Les marchés boursiers atteignent un plus bas de quatre mois alors que la guerre déclenche une liquidation
Les marchés boursiers mondiaux ont chuté à leur plus bas niveau en quatre mois le 22 mars, un choc pétrolier déclenché par la guerre au Moyen-Orient se répercutant sur les marchés financiers. Les investisseurs ont réagi à la menace de perturbations prolongées de l'approvisionnement énergétique en se débarrassant des actifs exposés à l'inflation, entraînant une vaste liquidation des actions et des obligations. Cette réaction du marché signale une inquiétude croissante quant au fait que des problèmes logistiques persistants, en particulier à travers des points d'étranglement critiques comme le détroit d'Ormuz, créeront des pressions sur les prix persistantes dans l'économie mondiale.
Le conflit crée un plancher d'inflation permanent, mettant fin à l'ère de l'argent bon marché
Alors que les réactions initiales du marché se concentrent sur la flambée immédiate des prix du pétrole, un changement structurel plus profond est en cours, qui marque la fin d'une ère d'argent bon marché. Le conflit a exposé la fragilité des chaînes d'approvisionnement énergétique mondiales, forçant les nations à passer d'un modèle d'efficacité des coûts à un modèle de sécurité énergétique et d'autosuffisance. Ce virage vers la démondialisation des marchés de l'énergie est intrinsèquement inflationniste, car le stockage stratégique et la politique industrielle dirigée par l'État privilégient le contrôle au détriment des coûts. Cette dynamique devrait créer un plancher d'inflation durablement plus élevé, démantelant l'environnement de faible inflation qui a prévalu pendant la majeure partie de la période post-2008.
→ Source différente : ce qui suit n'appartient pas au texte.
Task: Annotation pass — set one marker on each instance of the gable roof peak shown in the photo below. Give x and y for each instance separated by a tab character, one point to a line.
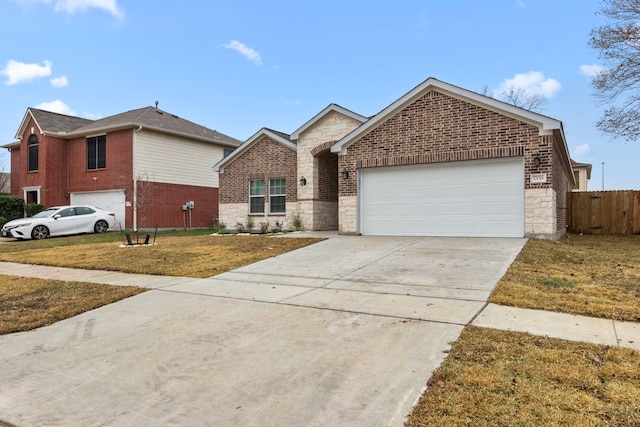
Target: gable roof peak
544	123
327	110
Le plan d'action des banques centrales post-2008 est désormais contraint
La nouvelle réalité d'une inflation structurellement plus élevée invalide le plan d'action des banques centrales utilisé depuis la crise financière de 2008. De 2008 à 2021, une inflation mondiale moyenne inférieure à 3 % a permis aux banques centrales de déployer des politiques monétaires ultra-accommodantes, telles que des taux d'intérêt quasi nuls et un assouplissement quantitatif agressif, qui ont alimenté des gains historiques dans les actions, les obligations et la cryptographie. Avec un plancher d'inflation plus élevé, les décideurs politiques n'ont plus la même capacité à injecter des liquidités pour soutenir la croissance économique ou les prix des actifs. Selon les estimations de SBI Research, chaque augmentation de 10 dollars par baril du prix du pétrole brut pourrait augmenter l'inflation de 35 à 40 points de base, renforçant cette contrainte. Pour les investisseurs, cela signale un nouveau régime de rendements plus contraints et de volatilité accrue sur toutes les classes d'actifs.